I know I’m about a year too late for this to be news, but I recently watched Suffragette with my family. Snuggled up under a warm comforter and popcorn in hand, I was expecting a feel-good, rah-rah feminists!, let’s-go-change-the-world film, but that isn’t what I got. Instead of inspirational and heartwarming, it brought on a lot of raw feelings and emotions about the absolute thanklessness of advocacy work and the heartbreaking sacrifices that are thrown onto change-makers. So often when we tell the stories of our feminist forebears, we give a polite nod to their sacrifice and acknowledge it must have been hard, but they were right, they won, and we move along, satiated by our moment of gratitude. What we forget is that many of them lost everything dear to them. Most of them never intended to.
What struck me most forcefully was not my gratitude for their sacrifices but the anger that I felt. I was angry they had to make those sacrifices in the first place. I was angry that more people around them didn’t share their portion of the burden in bringing about justice and equality. I wondered how much better things would have been if everyone had looked around and noticed the inequity and been bothered by it. But they didn’t.
I was angry that so many people suggest they would have been on the right side of history yesterday as they simultaneously dismiss today’s activists and movements as “disturbing the peace.” I was angry that so many people seem to believe the quest for equality is done. Finished. Even more, I was angry that so many who cared so little reaped the same benefits as those who did everything. Yes, those suffragettes who sacrificed so much won the vote. So did the women who fought against them.
And then I thought of the people these brave women lost on a personal level–the coworkers, friends and family, even their own husbands, who turned their back on them. In one of the most heartbreaking moments of the film, the main character, Maud, has her son taken away, largely because she no longer conformed to the traditional roles and beliefs about womanhood. She was deemed unfit to raise her child because she no longer espoused traditional womanhood.
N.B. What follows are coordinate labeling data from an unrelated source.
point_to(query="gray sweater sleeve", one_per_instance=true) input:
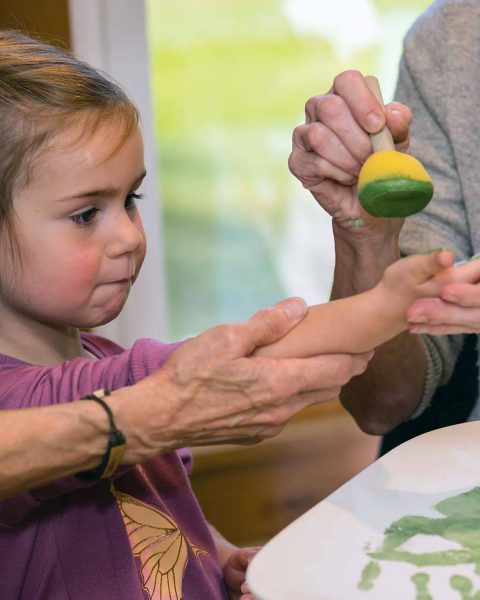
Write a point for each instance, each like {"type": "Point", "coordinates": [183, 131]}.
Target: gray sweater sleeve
{"type": "Point", "coordinates": [437, 63]}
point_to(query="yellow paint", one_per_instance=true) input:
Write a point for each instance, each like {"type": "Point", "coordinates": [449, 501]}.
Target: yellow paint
{"type": "Point", "coordinates": [390, 164]}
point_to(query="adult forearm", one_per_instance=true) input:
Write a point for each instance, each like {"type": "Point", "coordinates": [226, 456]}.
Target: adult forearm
{"type": "Point", "coordinates": [361, 262]}
{"type": "Point", "coordinates": [40, 445]}
{"type": "Point", "coordinates": [390, 390]}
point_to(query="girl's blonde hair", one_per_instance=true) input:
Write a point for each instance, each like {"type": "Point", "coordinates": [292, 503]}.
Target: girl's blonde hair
{"type": "Point", "coordinates": [44, 89]}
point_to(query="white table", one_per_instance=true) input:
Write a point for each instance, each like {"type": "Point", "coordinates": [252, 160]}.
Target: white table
{"type": "Point", "coordinates": [339, 549]}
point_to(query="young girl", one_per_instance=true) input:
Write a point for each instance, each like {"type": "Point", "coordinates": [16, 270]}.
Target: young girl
{"type": "Point", "coordinates": [72, 244]}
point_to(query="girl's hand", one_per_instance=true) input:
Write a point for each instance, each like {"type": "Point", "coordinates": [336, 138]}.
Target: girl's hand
{"type": "Point", "coordinates": [234, 571]}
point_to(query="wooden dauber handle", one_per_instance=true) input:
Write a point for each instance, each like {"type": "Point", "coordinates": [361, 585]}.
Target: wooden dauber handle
{"type": "Point", "coordinates": [383, 139]}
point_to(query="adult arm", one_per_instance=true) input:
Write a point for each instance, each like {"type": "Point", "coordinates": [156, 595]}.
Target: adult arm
{"type": "Point", "coordinates": [327, 155]}
{"type": "Point", "coordinates": [208, 391]}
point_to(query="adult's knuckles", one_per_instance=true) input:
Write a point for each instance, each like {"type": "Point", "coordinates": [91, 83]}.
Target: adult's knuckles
{"type": "Point", "coordinates": [346, 79]}
{"type": "Point", "coordinates": [332, 108]}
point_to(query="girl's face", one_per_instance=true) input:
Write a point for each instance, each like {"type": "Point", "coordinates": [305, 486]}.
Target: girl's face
{"type": "Point", "coordinates": [81, 237]}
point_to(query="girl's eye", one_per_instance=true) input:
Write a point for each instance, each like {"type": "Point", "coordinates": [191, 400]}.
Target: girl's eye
{"type": "Point", "coordinates": [131, 200]}
{"type": "Point", "coordinates": [85, 218]}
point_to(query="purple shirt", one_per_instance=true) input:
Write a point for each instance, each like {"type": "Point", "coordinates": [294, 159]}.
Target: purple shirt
{"type": "Point", "coordinates": [140, 535]}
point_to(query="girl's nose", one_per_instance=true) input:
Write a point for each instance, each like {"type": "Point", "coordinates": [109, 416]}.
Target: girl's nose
{"type": "Point", "coordinates": [128, 236]}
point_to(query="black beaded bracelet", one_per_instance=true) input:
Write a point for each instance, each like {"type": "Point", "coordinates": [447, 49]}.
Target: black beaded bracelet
{"type": "Point", "coordinates": [116, 443]}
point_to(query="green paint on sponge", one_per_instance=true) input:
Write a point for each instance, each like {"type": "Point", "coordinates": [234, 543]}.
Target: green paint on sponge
{"type": "Point", "coordinates": [398, 197]}
{"type": "Point", "coordinates": [394, 184]}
In turn, I thought of all the people I’d lost in my life since coming to Mormon feminism–those who have written me out because my activism made them uncomfortable, the bridges I never wanted to burn but did as I tried to find my way, the not-so-subtle suggestions that I was ruining my family and turning my back on them because (obviously) feminists hate their husbands and children. I thought of my close childhood friend who no longer speaks to me because of the views I hold and the audacity I have to share them. It was then that I realized Maud never felt the fight was worth the sacrifices she was required to endure. I’m sure that had she been given the choice of her son vs. her advocacy, she would have chosen her son. Hands down. Thing is, she didn’t choose her sacrifices. None of us do. They were never made willingly–they were thrust upon her and she was left to move forward anyway.
While I’ve never endured anything so terrible as the loss of my children, I wept over the people I’ve lost that I never wanted to lose. As I sat in the anger and pain, I kept wanting to tie it up in a pretty bow and talk about how it’s all worth it. I wanted to be able to say that the knowledge and perspective I gained turned me into a happier, better person. I wanted to talk about purpose in life. I wanted to say that the sacrifices were worth it, that they were hard but I was willing to make them. But maybe I’ll never be able say it was worth it on a personal level–that my writing and speaking about the need for the expanded role of women in the Church will ever be personally fulfilling enough to make up for what it feels I’ve lost.
In just about every lesson on the Law of Tithing, there will always be the stories about the person who was on the very edge of the money, where paying their tithing was a huge personal sacrifice and then days later, mysterious money shows up in their account or on their doorstep. These stories make us feel good and reinforce the narrative that God will immediately deliver us following our sacrifice. The ram in the thicket always shows up in a timely manner. But perhaps more important than the stories of quick deliverance is learning to sit with the uncomfortable stories of when deliverance doesn’t come, at least not in the ways and timetable we expect it to come. Sometimes windows of heaven don’t open. Sometimes we surrender to the sacrifice anyway.
And so this American election season, I’m not going to talk about how their sacrifices of those suffragettes a century ago were made willingly or even that they would have recognized they were worth it. Instead, I will voice my gratitude through continuing their legacy of working for an equitable and just world. Their work was not finished. Neither is ours. We have miles to go before we sleep.